Dit patroon – van toenemende specialisatie in de loop van de tijd – is het tegenovergestelde van wat wordt verwacht na een catastrofale gebeurtenis. Wanneer een enorme vulkaan uitbarst of een dinosaurus-dodende asteroïde de aarde treft, zijn de soorten die overleven of daarna verschijnen, over het algemeen sterke generalisten die een breed scala aan omstandigheden kunnen doorstaan. Dat past niet in de rekening van de Ediacarans, merkten Mitchell en haar team op.

"We zien een toename in ecologische complexiteit", zegt ze. "Ook al hebben we een afname van het [totale] aantal soorten, dat komt omdat ze zich specialiseren, ze vinden hun specifieke niches, in plaats van dat iets externs hen doodt."

[Verwante: de oudste menselijke fossielen van Oost-Afrika zijn ouder dan we ons realiseerden]

Er is meer gedetailleerde analyse nodig om de druk te bepalen die deze patronen aanstuurt, zegt Mitchell.

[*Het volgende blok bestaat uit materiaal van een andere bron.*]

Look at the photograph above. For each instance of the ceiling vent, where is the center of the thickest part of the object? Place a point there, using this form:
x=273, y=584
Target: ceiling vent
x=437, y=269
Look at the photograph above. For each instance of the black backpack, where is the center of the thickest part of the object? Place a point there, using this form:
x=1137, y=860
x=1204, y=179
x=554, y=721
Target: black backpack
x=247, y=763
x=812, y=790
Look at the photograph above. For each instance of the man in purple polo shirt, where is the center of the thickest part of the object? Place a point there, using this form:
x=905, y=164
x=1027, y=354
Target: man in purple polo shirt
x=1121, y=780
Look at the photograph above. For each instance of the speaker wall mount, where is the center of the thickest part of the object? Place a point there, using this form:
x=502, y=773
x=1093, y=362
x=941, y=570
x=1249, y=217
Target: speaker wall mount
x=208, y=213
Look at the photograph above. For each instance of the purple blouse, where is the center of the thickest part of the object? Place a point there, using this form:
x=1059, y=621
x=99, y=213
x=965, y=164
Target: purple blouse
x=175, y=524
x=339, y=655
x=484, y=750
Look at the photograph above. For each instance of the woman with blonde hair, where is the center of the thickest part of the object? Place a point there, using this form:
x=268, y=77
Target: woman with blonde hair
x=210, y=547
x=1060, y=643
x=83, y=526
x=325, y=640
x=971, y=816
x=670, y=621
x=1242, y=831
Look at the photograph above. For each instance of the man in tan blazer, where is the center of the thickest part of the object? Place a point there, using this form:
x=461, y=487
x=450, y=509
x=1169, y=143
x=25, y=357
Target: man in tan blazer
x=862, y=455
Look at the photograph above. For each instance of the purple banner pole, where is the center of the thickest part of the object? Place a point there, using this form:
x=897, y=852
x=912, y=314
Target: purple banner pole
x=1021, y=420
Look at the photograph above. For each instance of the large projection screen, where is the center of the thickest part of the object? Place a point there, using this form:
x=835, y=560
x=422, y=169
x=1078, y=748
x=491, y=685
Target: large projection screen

Twee soorten hebben mogelijk hetzelfde gebied bezet omdat ze vergelijkbare voedingsbehoeften hadden. Of misschien hebben ze geprofiteerd van elkaars aanwezigheid, net als de huidige planten en bestuivers. Een ander paar soorten bestaat mogelijk niet naast elkaar omdat ze geschikt zijn voor verschillende habitats, of omdat het ene dier het andere zal overtreffen als ze dezelfde ruimte delen.

In dit stadium, zegt Darroch, is er nog steeds niet genoeg bewijs om een catastrofale uitsterving aan het einde van de Ediacaran uit te sluiten. Hij voegt er echter aan toe dat het nieuwe artikel aangeeft dat Ediacaran-ecosystemen "zeker veel dynamischer" waren dan waar ze de eer voor hadden.

Onderzoekers hebben vastgesteld dat veel dierlijke innovaties, zoals harde exoskeletten en roofzuchtig gedrag, hun oorsprong vonden in het laatste hoofdstuk van de Ediacaran. Het is "intuïtief logisch" dat deze organismen zich begonnen te vestigen in meer gespecialiseerde rollen en verschillende leefgebieden begonnen te zoeken, zegt Darroch.

"Hoe meer je in de Ediacaran kijkt, hoe meer je kunt zien dat het een geleidelijk crescendo is", zegt hij. De opkomst van moderne diergroepen gebeurde relatief geleidelijk, en 'eindelijk gek' aan het begin van de Cambrische periode. "Maar de wortels van de explosie", voegt hij eraan toe, "gaan veel dieper."

De post Deze vreemde zeedieren baanden de weg voor de 'Cambrische explosie' van soorten verscheen eerst op Popular Science.